Yes, she was a major break in many ways, but she would not have gotten to where she did without support of the Party.

Not at all. It’s not just remove, it’s remove & replace. How many members of the Republican caucus think they could do a better job as POTUS? How many think that a majority of the Republican caucus would agree with them?

Should there be a candidate who believes they have the requisite numbers they get Republican members of the House and Senate to call a party meeting. It is determined that the position as leader of the Republican party be declared vacant. Nominations to fill the position are called. A vote is taken. Whomever commands the majority walks out of the room as elected leader. Can be done in a couple of hours without need of resorting to firearms. It’s a wonderful mechanism to concentrate the mind of the leader.

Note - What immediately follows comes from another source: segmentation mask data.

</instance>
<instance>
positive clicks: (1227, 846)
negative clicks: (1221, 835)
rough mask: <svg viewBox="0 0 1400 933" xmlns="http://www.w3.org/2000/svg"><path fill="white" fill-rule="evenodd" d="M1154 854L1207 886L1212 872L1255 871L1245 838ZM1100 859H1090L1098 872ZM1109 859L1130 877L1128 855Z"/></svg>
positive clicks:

There’s not much need to speculate on the kinds of leaders we’d have in a parliamentary system. The role of Prime Minister is directly analogous to that of Speaker of the House. Of course, with a more powerful lower house, you’d have people who in our world are senators running for House seats instead. But if you look at the list of current and past House Speakers and Senate Majority leaders, you’ll get a good idea of the kinds of leaders our legislators choose, even if the exact list of names might be slightly different under a different system.

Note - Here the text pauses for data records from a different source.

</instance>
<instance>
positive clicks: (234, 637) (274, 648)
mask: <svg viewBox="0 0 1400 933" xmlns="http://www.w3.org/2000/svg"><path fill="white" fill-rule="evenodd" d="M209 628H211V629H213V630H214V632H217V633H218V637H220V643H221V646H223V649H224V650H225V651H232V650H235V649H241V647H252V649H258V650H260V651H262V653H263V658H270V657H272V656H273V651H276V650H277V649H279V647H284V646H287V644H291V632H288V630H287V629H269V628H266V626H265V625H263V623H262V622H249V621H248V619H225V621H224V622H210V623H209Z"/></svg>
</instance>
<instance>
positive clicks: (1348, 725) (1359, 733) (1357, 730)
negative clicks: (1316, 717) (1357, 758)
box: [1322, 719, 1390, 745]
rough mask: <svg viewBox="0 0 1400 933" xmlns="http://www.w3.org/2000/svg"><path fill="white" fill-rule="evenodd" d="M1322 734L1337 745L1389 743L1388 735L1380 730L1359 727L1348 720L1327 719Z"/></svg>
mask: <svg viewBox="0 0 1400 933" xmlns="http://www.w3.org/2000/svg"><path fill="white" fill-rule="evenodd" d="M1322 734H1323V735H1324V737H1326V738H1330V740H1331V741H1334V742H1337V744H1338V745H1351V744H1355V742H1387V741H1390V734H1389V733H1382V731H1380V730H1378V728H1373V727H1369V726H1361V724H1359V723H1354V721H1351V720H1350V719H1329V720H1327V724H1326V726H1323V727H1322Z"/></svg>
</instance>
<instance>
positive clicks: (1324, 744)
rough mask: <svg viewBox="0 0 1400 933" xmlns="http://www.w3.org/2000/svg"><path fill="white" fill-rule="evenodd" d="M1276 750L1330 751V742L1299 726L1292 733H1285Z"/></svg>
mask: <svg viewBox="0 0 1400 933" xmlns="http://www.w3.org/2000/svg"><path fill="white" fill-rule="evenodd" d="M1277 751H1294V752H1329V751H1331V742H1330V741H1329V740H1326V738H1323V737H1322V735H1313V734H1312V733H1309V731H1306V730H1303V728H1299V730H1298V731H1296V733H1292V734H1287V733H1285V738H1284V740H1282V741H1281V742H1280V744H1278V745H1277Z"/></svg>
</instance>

I don’t think the PM is analogous to the Speaker. In a parliamentary system, the executive is the cabinet of the ruling party. They make the policies and the laws and I believe that makes the difference between the systems much more than you posit.

I don’t understand much about how the legislative and executive branches work in the US but do know about a parliamentary system. If the PM can command the backing of his or her party in Parliament, then they can do just about anything.

Parliament is described as the highest court in the land, meaning the judiciary can’t block or overturn legislation, as once it is passed, only Parliament can stop it being enforced.

The three-pronged checks and balances of the US constitution do not exist in NZ’s parliamentary system and that makes the working of government quite different than in the US.

A fair assessment with two caveats;

  1. The rise of prospective candidates for Speakership through the US committee system has more to do with seniority than is typically the case with parliamentary systems, not necessarily a bad thing.
  2. Question Time: The real theatre of parliament where those who are not on top of their brief, who can’t think on their feet, who aren’t capable orators, simply flame out under the glare. Clinton, Obama and Reagan would have been superb from the dispatch box, neither GWB or Trump would have survived the scrutiny.

Absolutely. It takes a very complex mess of interactions between voters, opinionators, the elected, and the systems and institutional arrangements to make a political culture.

The fact that each new parliament is sovereign rather than, for example, have a bunch of presidential appointees interpret language from 240 years ago as if it’s Wayne’s World sacred text, is … not unhelpful.

But also risks some of those most important but currently undervalued or misunderstood protections being swept away on a whim.

As with everything…double-edged sword.

Example?

You need an example for how a Government may seek to use a simple majority to sweep away impediments to its power?

I’m a huge fan of the UK Constitution for its flexibility that you describe, but we shouldn’t lose sight of the risks in such a model all the same.